I do not talk on embedded system releases.
And not mentioning native code.
« Envoyé depuis mon mobile » Eric
zxq9 <zxq9@REDACTED> a écrit :
>On 2014年12月16日 火曜日 15:56:22 Eric Pailleau wrote:
>> I forgot to say that Erlang packages may need Non Erlang application, like
>> Postgresql, or Varnish or (fill blanks). Debian Meta package allow this,
>> for instance. This could not be achieved with a specific Erlang packager.
>There are no Erlang packages or builds that require Postgres. Some C
>interfaces may require Postgres headers to build (and these are not "Erlang
>packages" in the strict sense), but most Erlang systems that have anything at
>all to do with something like Postgres need to be given the address of a
>servicing port with which to connect.
>This is not an Erlang build issue. At all. Ever.
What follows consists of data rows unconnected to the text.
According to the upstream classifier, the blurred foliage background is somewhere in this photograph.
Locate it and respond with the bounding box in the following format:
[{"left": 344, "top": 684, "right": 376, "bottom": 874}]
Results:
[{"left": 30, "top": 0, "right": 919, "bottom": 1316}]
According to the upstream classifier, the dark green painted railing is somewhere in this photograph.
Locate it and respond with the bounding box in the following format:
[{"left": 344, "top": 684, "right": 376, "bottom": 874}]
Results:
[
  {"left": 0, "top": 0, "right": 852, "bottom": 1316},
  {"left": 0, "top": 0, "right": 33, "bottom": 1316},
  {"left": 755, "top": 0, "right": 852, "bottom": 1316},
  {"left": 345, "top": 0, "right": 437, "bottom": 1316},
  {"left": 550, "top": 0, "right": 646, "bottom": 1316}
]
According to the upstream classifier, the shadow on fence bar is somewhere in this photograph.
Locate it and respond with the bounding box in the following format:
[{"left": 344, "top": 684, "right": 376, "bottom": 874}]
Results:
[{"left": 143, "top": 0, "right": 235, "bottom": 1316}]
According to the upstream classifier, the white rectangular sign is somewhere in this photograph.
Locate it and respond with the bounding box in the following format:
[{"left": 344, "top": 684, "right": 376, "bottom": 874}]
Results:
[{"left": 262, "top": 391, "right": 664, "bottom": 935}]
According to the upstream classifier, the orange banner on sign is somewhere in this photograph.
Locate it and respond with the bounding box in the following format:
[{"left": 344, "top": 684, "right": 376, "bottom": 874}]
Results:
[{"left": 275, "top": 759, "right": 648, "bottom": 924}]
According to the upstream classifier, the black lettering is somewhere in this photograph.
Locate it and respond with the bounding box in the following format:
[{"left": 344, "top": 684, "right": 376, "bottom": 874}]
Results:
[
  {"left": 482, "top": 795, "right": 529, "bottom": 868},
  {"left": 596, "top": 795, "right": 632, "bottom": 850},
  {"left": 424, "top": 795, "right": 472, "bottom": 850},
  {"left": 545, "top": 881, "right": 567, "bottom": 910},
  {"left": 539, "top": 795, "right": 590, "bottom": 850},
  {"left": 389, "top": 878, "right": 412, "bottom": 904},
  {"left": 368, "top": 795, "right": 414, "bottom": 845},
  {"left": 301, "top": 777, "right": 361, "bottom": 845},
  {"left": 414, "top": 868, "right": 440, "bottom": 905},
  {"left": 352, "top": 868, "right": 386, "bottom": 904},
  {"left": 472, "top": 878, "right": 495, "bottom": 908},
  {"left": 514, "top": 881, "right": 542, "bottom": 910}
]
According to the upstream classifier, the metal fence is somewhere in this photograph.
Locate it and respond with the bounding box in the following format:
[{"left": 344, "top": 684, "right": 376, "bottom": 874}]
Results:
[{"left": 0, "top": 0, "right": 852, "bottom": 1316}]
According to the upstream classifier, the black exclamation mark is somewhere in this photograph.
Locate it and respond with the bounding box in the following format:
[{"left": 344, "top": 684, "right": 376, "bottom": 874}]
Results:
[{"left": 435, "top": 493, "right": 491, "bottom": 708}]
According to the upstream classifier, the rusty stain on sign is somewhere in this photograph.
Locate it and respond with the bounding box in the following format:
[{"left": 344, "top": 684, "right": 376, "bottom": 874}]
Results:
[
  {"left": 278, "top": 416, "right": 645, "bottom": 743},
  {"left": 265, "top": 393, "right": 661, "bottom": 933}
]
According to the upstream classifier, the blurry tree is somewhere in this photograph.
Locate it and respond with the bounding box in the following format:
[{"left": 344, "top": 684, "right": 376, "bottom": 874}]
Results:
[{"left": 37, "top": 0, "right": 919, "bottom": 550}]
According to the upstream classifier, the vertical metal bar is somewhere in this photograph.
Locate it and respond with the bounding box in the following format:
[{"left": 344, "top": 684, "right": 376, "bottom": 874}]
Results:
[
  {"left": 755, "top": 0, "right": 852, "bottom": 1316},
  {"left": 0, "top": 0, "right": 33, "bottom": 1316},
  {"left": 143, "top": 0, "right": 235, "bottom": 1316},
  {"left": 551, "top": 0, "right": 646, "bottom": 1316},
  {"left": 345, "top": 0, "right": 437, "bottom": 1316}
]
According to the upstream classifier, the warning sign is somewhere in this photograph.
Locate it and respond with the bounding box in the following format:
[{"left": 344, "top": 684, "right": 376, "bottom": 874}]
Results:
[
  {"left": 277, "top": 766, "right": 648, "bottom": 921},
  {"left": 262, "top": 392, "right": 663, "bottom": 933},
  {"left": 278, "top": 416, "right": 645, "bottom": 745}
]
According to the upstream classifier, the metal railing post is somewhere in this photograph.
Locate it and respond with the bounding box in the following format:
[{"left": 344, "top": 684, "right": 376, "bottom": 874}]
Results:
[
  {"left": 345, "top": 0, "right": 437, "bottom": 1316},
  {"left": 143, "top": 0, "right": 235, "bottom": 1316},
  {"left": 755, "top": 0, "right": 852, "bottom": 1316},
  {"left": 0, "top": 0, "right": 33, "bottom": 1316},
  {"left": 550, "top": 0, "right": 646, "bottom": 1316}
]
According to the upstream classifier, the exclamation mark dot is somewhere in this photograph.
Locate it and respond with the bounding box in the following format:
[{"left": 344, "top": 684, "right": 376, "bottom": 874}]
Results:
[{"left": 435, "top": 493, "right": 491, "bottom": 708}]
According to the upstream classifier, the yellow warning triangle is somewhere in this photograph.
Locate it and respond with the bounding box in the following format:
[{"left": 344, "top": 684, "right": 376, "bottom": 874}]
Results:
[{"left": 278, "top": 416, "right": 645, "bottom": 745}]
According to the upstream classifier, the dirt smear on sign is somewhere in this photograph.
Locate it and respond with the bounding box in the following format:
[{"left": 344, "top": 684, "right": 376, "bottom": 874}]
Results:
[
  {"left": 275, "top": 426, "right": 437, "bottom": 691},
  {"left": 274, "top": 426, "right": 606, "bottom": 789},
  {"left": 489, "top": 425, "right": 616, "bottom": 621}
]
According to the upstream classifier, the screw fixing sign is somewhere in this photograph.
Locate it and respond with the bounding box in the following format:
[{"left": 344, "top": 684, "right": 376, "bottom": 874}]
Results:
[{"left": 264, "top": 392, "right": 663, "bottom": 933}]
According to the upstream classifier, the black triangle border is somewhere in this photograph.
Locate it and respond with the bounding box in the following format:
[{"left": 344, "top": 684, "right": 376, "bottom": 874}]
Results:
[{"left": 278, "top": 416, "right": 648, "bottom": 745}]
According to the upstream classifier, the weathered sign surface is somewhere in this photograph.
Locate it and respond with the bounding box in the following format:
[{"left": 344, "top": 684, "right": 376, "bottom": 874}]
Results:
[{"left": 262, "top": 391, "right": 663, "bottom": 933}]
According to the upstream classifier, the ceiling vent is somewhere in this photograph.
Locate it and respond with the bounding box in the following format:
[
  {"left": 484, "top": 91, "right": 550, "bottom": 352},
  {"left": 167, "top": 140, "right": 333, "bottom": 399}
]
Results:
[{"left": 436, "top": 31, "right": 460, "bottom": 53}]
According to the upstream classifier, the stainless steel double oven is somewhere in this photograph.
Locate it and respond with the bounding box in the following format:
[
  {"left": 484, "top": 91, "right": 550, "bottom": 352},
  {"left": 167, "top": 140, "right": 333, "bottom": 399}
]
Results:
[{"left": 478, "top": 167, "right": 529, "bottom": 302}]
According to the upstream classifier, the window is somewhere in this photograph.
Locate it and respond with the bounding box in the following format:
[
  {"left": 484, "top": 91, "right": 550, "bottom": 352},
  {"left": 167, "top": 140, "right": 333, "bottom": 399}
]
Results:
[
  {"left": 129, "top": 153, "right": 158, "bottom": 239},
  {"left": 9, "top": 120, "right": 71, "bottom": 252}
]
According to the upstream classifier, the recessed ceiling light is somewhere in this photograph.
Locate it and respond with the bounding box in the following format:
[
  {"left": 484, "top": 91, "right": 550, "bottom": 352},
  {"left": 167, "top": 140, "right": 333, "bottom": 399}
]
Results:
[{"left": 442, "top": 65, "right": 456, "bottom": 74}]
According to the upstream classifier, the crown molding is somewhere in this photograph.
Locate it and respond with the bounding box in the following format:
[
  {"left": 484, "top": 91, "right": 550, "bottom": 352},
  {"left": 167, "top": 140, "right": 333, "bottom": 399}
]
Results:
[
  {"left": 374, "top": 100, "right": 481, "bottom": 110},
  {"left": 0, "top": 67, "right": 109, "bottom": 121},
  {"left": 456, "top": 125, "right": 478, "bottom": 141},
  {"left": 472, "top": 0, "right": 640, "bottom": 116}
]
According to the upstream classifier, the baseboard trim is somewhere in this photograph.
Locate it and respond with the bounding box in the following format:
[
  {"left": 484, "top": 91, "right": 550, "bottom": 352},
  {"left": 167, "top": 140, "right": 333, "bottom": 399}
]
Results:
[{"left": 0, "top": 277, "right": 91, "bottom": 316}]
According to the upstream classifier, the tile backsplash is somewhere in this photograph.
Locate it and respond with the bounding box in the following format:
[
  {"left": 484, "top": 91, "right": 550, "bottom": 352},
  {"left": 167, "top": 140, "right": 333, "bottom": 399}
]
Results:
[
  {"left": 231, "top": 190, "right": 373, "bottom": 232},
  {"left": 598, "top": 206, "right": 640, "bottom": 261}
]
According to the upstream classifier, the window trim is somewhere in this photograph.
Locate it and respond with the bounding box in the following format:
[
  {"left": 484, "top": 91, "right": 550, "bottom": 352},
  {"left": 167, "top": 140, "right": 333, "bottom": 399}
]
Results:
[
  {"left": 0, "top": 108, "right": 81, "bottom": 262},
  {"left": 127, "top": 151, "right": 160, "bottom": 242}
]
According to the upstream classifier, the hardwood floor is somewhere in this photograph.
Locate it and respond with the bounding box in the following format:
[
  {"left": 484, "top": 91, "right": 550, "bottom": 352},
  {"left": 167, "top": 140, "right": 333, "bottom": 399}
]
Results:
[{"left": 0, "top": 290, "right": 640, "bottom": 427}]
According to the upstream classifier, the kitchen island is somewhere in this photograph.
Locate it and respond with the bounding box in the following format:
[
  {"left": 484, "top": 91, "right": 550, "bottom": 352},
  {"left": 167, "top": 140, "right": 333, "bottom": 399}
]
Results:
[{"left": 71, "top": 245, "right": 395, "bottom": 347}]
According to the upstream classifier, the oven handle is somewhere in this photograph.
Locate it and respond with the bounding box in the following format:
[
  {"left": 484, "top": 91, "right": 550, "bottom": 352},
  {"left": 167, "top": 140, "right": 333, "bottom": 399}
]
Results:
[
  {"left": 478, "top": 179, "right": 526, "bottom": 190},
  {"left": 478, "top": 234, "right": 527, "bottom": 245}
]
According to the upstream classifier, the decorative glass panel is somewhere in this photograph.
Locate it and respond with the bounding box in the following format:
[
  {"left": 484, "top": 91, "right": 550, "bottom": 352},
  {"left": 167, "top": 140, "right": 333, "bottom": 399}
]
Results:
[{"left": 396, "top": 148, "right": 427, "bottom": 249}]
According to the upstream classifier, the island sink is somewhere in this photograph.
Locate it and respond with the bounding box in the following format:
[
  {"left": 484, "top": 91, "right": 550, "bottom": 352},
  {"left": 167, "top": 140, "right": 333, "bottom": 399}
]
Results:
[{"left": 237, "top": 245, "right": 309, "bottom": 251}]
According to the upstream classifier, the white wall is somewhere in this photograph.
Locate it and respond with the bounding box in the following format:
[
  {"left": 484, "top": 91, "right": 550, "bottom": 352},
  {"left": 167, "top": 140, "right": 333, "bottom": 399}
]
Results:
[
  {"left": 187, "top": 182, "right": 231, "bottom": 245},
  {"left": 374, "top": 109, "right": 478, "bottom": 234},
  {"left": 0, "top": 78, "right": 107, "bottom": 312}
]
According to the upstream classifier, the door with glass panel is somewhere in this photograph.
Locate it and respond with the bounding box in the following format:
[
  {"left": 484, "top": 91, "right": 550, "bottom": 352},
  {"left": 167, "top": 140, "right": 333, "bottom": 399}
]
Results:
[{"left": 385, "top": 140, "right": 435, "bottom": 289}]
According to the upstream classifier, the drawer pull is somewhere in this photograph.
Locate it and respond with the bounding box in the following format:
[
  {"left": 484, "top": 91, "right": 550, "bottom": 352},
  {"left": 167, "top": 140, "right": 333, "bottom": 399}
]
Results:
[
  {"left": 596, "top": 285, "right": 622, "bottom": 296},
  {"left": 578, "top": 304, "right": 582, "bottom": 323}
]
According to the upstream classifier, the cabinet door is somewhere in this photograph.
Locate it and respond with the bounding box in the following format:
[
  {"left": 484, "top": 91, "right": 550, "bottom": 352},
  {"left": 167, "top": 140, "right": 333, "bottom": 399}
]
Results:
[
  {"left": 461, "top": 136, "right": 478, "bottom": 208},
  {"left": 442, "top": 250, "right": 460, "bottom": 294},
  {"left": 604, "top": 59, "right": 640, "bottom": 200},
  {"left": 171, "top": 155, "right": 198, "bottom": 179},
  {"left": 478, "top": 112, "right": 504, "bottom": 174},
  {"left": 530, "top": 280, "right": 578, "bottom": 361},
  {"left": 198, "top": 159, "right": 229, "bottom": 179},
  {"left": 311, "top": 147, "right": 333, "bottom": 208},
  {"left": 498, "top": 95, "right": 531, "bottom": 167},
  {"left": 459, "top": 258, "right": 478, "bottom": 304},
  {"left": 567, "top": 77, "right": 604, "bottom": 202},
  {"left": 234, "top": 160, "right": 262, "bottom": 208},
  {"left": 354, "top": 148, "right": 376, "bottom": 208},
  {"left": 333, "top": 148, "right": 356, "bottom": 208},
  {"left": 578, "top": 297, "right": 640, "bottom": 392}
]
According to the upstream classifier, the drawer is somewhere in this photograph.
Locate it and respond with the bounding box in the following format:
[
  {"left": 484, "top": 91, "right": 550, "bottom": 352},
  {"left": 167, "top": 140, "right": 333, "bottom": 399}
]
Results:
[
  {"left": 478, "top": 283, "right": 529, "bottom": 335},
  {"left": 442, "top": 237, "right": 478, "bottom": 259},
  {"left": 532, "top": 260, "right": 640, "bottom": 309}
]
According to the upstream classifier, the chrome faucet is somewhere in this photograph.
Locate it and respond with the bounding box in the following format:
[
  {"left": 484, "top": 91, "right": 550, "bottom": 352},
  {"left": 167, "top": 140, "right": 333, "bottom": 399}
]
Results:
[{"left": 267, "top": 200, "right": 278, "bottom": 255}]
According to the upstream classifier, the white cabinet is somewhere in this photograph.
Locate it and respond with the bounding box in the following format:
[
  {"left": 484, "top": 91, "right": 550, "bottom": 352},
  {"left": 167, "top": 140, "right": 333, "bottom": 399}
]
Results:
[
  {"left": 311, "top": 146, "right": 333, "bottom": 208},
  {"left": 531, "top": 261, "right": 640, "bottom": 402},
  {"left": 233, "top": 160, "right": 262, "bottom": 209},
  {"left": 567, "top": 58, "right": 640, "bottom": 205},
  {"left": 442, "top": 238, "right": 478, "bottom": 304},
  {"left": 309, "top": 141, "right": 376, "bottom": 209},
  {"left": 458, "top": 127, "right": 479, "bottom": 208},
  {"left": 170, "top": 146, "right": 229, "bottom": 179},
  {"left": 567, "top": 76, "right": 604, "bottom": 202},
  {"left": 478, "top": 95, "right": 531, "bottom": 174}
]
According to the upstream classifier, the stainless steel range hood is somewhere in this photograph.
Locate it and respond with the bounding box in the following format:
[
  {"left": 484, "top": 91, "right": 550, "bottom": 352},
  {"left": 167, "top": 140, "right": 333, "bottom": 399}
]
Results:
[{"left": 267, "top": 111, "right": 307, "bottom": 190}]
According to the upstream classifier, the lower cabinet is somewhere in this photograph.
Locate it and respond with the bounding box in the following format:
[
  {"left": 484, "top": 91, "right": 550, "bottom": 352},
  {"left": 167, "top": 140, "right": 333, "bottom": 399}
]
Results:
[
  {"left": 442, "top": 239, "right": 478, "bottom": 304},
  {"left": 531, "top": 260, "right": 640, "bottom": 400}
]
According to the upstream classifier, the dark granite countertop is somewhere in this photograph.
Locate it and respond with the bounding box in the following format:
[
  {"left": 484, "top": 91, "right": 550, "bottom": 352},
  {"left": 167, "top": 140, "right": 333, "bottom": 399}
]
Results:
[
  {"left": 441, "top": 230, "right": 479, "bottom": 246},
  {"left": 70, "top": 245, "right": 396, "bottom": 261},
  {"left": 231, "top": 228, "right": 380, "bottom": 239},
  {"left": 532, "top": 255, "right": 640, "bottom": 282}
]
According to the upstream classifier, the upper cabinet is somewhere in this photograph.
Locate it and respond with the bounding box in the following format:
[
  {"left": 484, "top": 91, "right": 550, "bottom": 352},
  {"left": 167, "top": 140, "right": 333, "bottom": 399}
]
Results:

>The way this is handled is through OS distributions -- and if the decision
>were made to include this sort of "build" support (or rather, not "dep
>resolution" but "adjacent service provision") then the package manager would
>wind up becoming its own OS distro in short order, and from there wind up
>trying to be OpenStack. And it can't ever be that. Not even anything remotely
>close to that.
>The only thing even sort of close would be for Erlang to pick a single distro
>of a single OS on a single platform and settle on that as the sole reference
>implementation forever and ever, amen, and pour time into maintaining that
>(blessed) distro's Erlang subsection of packages through its package manager.
>This, actually, is workable from a technical point of view -- but is
>guaranteed to not be socially workable, even if it were done in the Belly of
>Some Beast (neither MS nor IBM has been able to pull this off, and they own
>their entire stack) -- actually, I imagine the annoyance of keeping up with
>this sort of thing is why Erlang was spun out of Ericsson in the first place.
>And that leaves us back at the original problem, which has been demonstrated
>to be twofold:
>1- Define an ecosystem within which code can be grown and known to survive with
>a minimum of wasted developer effort.
>2- Set clear limits of that ecosystem.
>The ecosystem definition is really more important than any particular
>implementation of a tool within it -- but that gets into standards, and who
>follows those without a reference implementation anyway? (And who spends time
>writing *and* maintaining new implementations when the reference platform
>already works well? We want to do more interesting things with Erlang than
>write more Erlang, I imagine...) It has to be complete enough to cover the
>problem space so that something can be implemented in the first place -- but
>absolutely can't go so far that it suffers from second-system-syndrome.
>I've got plenty of ideas what the above statements should mean, but that's not
>the point of this message. My purpose is to point out straight away that this
>entire idea will be DOA if we let the Good Idea Fairy serve up a big dream
>steak smothered in hope peppers with a side of good intentions and a community
>love salad before even a line of code has been written.